No entanto, muitos outros países podem ficar para trás, condicionados por baixa taxa de vacinação, continua pressão em termos de resposta sanitária, menor acesso a tecnologia ou incapacidade do estado de investir na transição digital, sobre-endividamento e falha de capacidade de investir, podem gerar mercados de emprego estagnados e problemas na sociedade.

Estes caminhos divergentes deverão tornar complexa a gestão de interesses globais comuns, como é o caso da transição climática – e que se agravará com um mundo dividido numa nova lógica geopolítica bélica e militarizada. Isto acontece desde logo porque a divergência na recuperação e no acesso a meios para as necessárias transições de tecnologia deverão fazer aumentar o nível de pobreza a escala mundial, aumentando o ressentimento antissistema dentro das sociedades, e aumentando as pressões para maior protecionismo e defesa dos interesses nacionalistas contra a globalização.

Porque é preciso travar já esta nova cortina de ferro. Mobilização em torno da paz

Esta combinação de agravamento dos conflitos no leste da europa em conjunto em conjunto com a necessidade de garantir iguais condições de combate às transições climáticas pode representar um circuito gerador de crises humanitárias – como aumento da pobreza extrema ou deterioração das condições de vida e dos direitos cívicos de centenas de milhões de pessoas pelo mundo, causadas pelo acentuado aumento dos protecionismos e dos conflitos militares.

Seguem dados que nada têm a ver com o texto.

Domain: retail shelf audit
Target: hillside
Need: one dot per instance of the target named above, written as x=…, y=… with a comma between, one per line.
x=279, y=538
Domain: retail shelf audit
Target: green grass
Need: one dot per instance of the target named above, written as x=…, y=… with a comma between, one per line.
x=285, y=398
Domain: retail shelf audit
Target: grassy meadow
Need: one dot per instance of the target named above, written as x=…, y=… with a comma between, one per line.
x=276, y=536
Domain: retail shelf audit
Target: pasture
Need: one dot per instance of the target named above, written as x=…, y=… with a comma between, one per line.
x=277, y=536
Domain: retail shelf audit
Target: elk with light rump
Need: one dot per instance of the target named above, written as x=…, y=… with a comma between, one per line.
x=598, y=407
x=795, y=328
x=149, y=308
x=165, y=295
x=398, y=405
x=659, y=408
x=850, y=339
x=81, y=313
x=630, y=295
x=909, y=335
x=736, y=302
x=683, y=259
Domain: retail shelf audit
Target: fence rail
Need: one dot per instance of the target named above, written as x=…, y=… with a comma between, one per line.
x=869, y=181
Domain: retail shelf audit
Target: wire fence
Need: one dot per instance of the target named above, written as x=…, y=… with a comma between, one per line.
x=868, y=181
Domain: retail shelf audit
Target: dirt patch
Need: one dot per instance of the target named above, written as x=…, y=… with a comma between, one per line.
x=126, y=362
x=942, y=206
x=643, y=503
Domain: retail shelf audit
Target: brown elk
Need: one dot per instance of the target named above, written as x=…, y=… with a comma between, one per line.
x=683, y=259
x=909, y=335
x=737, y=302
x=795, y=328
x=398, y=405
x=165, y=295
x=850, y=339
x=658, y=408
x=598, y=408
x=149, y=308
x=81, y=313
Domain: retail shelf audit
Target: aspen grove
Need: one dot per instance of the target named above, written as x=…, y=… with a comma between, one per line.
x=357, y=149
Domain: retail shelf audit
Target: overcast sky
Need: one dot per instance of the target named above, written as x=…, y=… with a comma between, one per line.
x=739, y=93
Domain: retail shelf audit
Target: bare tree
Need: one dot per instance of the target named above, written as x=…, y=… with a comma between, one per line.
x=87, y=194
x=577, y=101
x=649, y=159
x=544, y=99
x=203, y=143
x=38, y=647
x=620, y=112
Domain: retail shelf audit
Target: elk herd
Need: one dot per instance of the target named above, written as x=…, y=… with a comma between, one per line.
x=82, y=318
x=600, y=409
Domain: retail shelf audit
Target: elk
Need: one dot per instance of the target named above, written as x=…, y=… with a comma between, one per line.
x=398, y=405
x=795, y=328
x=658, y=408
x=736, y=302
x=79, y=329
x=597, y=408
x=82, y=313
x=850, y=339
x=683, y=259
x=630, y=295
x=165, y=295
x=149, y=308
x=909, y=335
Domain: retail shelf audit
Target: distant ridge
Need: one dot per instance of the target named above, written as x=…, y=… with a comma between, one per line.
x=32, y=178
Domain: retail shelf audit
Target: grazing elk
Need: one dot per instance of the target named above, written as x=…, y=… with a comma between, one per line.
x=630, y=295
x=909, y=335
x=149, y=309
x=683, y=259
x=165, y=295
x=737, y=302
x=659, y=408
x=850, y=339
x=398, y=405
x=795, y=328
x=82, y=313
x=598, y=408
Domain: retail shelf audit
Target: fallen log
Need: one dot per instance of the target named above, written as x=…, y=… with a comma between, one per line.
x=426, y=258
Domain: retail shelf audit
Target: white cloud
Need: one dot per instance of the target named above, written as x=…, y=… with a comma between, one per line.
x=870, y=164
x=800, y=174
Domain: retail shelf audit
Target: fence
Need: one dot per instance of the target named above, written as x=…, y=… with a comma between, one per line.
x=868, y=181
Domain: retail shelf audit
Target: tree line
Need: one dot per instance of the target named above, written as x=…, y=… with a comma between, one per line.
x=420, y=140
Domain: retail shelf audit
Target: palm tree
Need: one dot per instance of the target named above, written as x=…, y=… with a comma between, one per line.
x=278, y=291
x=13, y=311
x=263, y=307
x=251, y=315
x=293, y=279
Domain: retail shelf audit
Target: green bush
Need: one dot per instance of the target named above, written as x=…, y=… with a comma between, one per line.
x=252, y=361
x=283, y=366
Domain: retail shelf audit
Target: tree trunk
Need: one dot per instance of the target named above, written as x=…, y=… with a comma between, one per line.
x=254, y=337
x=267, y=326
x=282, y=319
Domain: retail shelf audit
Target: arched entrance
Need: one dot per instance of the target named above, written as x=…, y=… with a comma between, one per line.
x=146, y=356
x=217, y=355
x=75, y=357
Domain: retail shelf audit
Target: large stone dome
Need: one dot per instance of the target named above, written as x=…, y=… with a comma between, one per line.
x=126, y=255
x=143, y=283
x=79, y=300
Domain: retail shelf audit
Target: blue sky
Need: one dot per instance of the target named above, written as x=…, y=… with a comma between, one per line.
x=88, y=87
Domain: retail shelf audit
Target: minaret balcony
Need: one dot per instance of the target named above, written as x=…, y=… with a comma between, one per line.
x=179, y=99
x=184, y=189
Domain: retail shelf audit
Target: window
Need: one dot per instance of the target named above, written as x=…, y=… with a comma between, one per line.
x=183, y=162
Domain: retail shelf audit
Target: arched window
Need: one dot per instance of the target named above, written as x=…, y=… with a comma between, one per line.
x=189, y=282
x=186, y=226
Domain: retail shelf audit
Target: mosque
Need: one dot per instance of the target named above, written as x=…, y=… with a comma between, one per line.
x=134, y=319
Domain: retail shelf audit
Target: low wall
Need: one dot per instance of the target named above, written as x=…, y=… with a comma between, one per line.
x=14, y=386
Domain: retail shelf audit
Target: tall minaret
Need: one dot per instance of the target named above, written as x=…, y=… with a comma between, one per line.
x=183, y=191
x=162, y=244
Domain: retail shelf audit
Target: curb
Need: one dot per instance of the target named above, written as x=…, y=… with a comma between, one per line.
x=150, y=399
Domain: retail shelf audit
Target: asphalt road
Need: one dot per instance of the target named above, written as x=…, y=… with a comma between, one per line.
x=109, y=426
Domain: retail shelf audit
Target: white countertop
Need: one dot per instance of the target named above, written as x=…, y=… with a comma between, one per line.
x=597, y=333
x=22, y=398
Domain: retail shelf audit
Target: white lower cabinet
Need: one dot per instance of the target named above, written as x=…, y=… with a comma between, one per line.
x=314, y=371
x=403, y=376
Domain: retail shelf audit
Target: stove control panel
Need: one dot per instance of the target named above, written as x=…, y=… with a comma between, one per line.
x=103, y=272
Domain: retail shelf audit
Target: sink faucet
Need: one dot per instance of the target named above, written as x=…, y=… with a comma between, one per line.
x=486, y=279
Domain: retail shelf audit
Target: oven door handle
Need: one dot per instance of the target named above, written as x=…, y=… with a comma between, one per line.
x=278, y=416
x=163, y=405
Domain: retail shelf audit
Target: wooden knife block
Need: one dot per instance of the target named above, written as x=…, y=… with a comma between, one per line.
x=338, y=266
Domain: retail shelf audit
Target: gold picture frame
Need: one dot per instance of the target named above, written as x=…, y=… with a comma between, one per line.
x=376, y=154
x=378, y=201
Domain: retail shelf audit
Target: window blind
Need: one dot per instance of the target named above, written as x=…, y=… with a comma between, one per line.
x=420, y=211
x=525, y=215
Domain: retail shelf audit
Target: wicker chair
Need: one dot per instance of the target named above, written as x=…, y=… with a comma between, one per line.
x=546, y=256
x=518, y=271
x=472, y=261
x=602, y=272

É preciso que todos nos mobilizemos para que estes conflitos sejam levados para a esfera da diplomacia de forma a que não se deteriore ainda mais esta clivagem militarizada, e que faça cair novamente uma cortina de ferro sobre o mundo.

Todas as iniciativas de protesto publico em favor do fim do conflito são de enorme importância para que exista pressão internacional em favor de uma solução que respeite não apenas a autodeterminação de um país que foi agredido – a Ucrânia – mas que seja clarificadora quer esta também não se trata de uma agressão do povo Russo (que não quer ver o seu país, nem os seus filhos  arrastados para conflitos militares globais), mas sim de um regime que vive há muito tempo – talvez demasiado – com a complacência de todos os democratas europeus e ocidentais.

O exemplo cívico vem dos jovens – a manifestação de domingo passado

A manifestação pela paz no domingo passado em Lisboa, foi um exemplo do que podemos fazer para dar força à pressão internacional sobre Moscovo. As maiores juventudes dos partidos portugueses do centro político nacional juntaram-se para organizar um protesto aberto ao conflito e que pode trazer implicações gravíssimas para o futuro. Foi certamente um exemplo de grande responsabilidade destas estruturas, que tantas vezes são maltratadas publicamente.  A guerra pode estar longe, mas as suas consequências estão mais próximas de Portugal do que muitos imaginam. É bom que se faça algo para relembrar os portugueses disso mesmo. Sobretudo os portugueses que têm idade suficiente para ainda se recordar do mundo divido e fechado sobre si próprio.